In another thread, sardararslan033 suggested using stop words as a clever workaround to the duplicated response bug.:

response = openai.ChatCompletion.create(
   model = "ft:gpt-3.5-turbo-0613:artist::8M1uARRP",
   temperature = 0.7,
   top_p = 1.0,
   frequency_penalty = 2.0,
   presence_penalty = 0.0,
   stream = False,
   stop = ['####'],
   messages = [...],
   functions = [{'name': 'lookup_person', 'description': 'Get information about a person mentioned in the prompt for the first time.', 'parameters': {'type': 'object', 'properties': {'name': {'type': 'string', 'description': 'The name of the person to look up, e.g. Benzy'}}}}]
)

Fancy! It works.

This means that you will have to add stop words to all of your training data, which I did programmatically

When I call openai.ChatCompletion.create after attaching function_call to messages (currently using openai version 0.28.0, python), I get the following error:

{'code': 1003, 'message': 'JSON parse error: Cannot construct instance of `com.azure.ai.openai.models.FunctionCall` (although at least one Creator exists): no String-argument constructor/factory method to deserialize from String value (\'{"name": "generate_new_task", "arguments": "{\\n  \\"task_question_id\\": \\"Q0\\"\\n}"}\'); nested exception is com.fasterxml.jackson.databind.exc.MismatchedInputException: Cannot construct instance of `com.azure.ai.openai.models.FunctionCall` (although at least one Creator exists): no String-argument constructor/factory method to deserialize from String value (\'{"name": "generate_new_task", "arguments": "{\\n  \\"task_question_id\\": \\"Q0\\"\\n}"}\')\n at [Source: (PushbackInputStream); line: 1, column: 10248] (through reference chain: com.azure.ai.openai.models.ChatCompletionsOptions["messages"]->java.util.ArrayList[2]->com.azure.ai.openai.models.ChatMessage["function_call"])'}

The method works on OpenAI 0.28.1 and also should work on newer python versions. I can’t speak for it implementation on Azure’s schema, but you can use the latest supported 2023-09-01-preview API specification in your Azure call for OpenAI services.
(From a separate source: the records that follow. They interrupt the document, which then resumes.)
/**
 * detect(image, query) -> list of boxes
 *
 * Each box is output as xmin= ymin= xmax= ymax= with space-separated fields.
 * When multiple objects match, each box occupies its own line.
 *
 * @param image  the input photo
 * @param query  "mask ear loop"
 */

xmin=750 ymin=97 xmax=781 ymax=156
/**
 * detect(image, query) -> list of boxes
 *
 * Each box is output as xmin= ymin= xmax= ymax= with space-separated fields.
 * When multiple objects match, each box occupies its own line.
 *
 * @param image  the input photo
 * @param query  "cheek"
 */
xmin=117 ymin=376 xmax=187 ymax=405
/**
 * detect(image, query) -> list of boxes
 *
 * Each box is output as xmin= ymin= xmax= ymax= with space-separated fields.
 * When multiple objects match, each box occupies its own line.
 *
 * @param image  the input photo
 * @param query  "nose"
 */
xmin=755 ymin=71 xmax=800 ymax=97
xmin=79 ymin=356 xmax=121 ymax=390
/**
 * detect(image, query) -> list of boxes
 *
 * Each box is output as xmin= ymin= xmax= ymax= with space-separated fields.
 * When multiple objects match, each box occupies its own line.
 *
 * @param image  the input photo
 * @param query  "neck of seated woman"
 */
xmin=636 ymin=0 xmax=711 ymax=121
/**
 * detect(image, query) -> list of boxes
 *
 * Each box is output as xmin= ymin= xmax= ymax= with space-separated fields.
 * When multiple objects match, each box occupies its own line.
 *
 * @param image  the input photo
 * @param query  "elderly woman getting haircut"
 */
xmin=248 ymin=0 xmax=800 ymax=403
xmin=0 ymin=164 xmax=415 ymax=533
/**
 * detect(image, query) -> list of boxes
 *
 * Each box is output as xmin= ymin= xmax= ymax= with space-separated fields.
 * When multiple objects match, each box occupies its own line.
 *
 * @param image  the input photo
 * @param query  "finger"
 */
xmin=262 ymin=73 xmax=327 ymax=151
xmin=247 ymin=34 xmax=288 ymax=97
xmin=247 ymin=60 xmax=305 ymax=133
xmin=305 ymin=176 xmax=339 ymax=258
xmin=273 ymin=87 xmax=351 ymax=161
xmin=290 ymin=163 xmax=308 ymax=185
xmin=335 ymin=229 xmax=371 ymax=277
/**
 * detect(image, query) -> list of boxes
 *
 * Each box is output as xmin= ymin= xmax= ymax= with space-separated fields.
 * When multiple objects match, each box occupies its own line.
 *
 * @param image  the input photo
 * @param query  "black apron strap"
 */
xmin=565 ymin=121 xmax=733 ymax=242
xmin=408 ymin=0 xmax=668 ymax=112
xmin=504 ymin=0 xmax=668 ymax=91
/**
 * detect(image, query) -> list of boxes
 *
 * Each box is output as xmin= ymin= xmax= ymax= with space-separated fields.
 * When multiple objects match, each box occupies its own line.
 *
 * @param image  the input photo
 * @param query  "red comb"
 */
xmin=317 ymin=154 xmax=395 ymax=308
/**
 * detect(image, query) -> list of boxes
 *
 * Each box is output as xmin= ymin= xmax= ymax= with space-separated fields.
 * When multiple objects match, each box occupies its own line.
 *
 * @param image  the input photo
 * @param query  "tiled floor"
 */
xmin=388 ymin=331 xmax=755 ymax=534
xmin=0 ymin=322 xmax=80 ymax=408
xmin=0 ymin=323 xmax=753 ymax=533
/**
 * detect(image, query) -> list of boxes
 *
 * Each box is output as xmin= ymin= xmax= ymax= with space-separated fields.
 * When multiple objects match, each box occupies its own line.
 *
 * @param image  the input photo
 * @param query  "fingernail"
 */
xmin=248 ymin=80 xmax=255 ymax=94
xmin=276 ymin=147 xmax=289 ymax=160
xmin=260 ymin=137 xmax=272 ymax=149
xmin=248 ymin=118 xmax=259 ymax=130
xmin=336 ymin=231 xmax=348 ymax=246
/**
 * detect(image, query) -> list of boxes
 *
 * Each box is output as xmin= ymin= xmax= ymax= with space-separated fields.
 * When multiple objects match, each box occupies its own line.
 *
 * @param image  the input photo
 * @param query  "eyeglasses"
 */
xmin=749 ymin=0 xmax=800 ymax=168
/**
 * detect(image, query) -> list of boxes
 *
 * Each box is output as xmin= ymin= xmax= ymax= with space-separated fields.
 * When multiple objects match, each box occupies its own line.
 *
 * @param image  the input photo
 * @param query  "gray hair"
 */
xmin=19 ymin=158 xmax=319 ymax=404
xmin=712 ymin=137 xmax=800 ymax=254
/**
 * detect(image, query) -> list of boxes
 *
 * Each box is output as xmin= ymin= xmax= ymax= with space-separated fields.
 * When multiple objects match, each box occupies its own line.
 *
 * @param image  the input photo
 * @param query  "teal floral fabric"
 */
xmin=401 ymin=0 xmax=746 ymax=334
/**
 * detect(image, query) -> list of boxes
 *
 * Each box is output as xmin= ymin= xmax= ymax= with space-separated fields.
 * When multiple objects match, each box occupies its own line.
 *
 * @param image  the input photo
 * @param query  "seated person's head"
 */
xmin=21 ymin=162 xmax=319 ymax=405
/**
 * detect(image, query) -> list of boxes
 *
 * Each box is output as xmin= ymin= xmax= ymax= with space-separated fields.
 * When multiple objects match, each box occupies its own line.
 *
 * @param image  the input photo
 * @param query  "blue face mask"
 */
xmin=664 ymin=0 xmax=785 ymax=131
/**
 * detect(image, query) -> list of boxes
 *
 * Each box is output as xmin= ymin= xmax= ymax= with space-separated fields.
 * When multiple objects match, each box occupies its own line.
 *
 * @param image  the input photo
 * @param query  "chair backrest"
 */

What I demonstrate is the actual json/dictionary variable sent to the API, needing translation to python library parameters or to a byte string sent directly as an https request.

To use this type of dictionary data, you’d send as:

response = openai.ChatCompletion.create(**chat_completion_parameters)

The ** double-asterisk method converts a dictionary to keyworded parameters for a function.

Thanks for your reaching out. I found the problem. The call with openai-python only works with dict, not string!